The mother talked incessantly as she stood with the child, watching flamingoes basking against the sun and sea. From history and habitat, to photography, she was teaching it all. But she also occupied the quiet space in which the child could pick her own lessons. Many of us are guilty of such overbearing behaviour. If harmless birds were subject to such intensity, what happens to an intense topic like money?
Many begin with trips to the bank. They open an account, deposit gifts and small monies, take the kids to a world populated by adults, and hope that process knowledge will help the child. Asking the child to keep accounts for pocket money is nice, but boring. When parents themselves don’t make budgets, it is hard to enforce it on kids. Parents love the virtuosity in telling children to be frugal.

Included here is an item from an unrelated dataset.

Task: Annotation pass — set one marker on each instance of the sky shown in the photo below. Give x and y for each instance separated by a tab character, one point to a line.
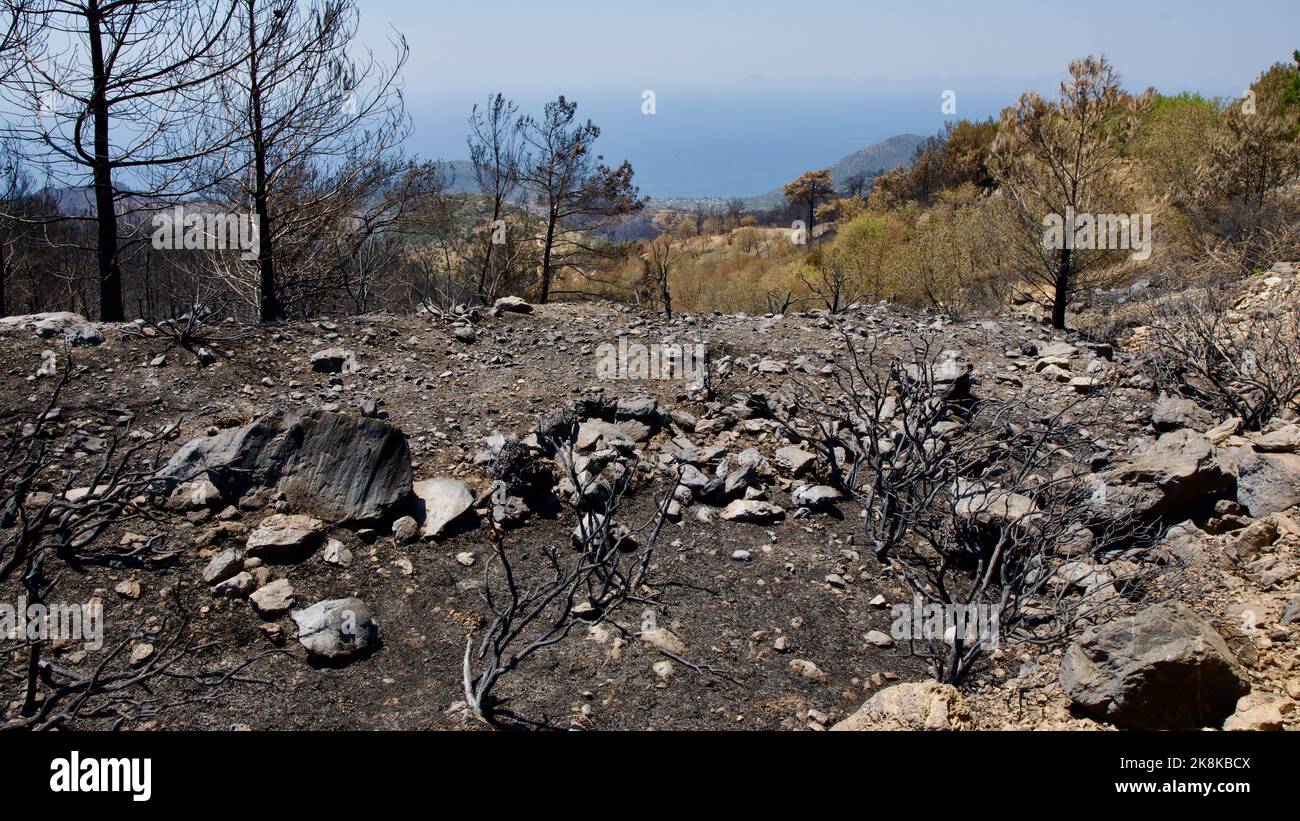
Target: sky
750	92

Consistent real-life reinforcement means the family lives those principles, else values are tough to inculcate.
There are three basic lessons about money that hold immense practical value in adulthood. They are the opportunity cost of money; emotional intelligence around money decisions; and the understanding that the value of money changes with time.
Consider the opportunity cost. Every rupee can be put to multiple uses. A child may not understand this if money decisions are made as if there is an insatiable amount that can be drawn from the ATM. That money is a limited resource is perhaps the most important lesson in adulthood. It is a mistake to assume that children will learn from managing household finances. That is too complex and requires balancing too many interests over which children have no control. The simplest tool is to provide an allowance specific to the expenses of the child and the leeway to make decisions.
Children will understand how to apportion the money between competing demands. They will also understand the emotions evoked by decisions such as giving away some of the money to a less privileged child, bearing an unfair share of expenses incurred with friends, and so on. Attitudes towards money are shaped by these experiences.
A more elaborate tool is to involve the child in expenses that are incurred exclusively for them. A very young child might be able to manage a budget for his or her birthday party. Making the decisions around food, decor, entertainment and return gifts are valuable lessons in opportunity cost. A more intensive version of this experiment involves allocating a yearly allowance for exclusive spends, and letting the child make decisions about toys, games and books, etc. The practicality of everyday decision making must be woven in to make it a worthwhile exercise.
The second learning about emotional intelligence will get woven into the spending decision. Being able to postpone the need for instant gratification is a valuable money skill. Credit card defaulters in adult life were children who had their way all the time. Or did not have to think about postponing a need. The is a developmental trait acquired with age. The context of a limited resource, provides the scope for this learning.
Involve your children in simple decisions. The family time for fun should not mean everything is unlimited. There are life lessons in learning to play within rules, especially if rules are set by consensus. Next holiday tell the family what the budget is, and let them make the decisions about how to fund travel, where to live and eat.
The only serious and intense lesson to learn about money is time value. How inflation erodes value and how growth enhances it. If you must teach the math, the concept and the science, teach just this with examples and illustrations. This is the only piece that needs to go into a formal curriculum. All else has to be learnt by the doing, with the parents, in a fun and real-life setting.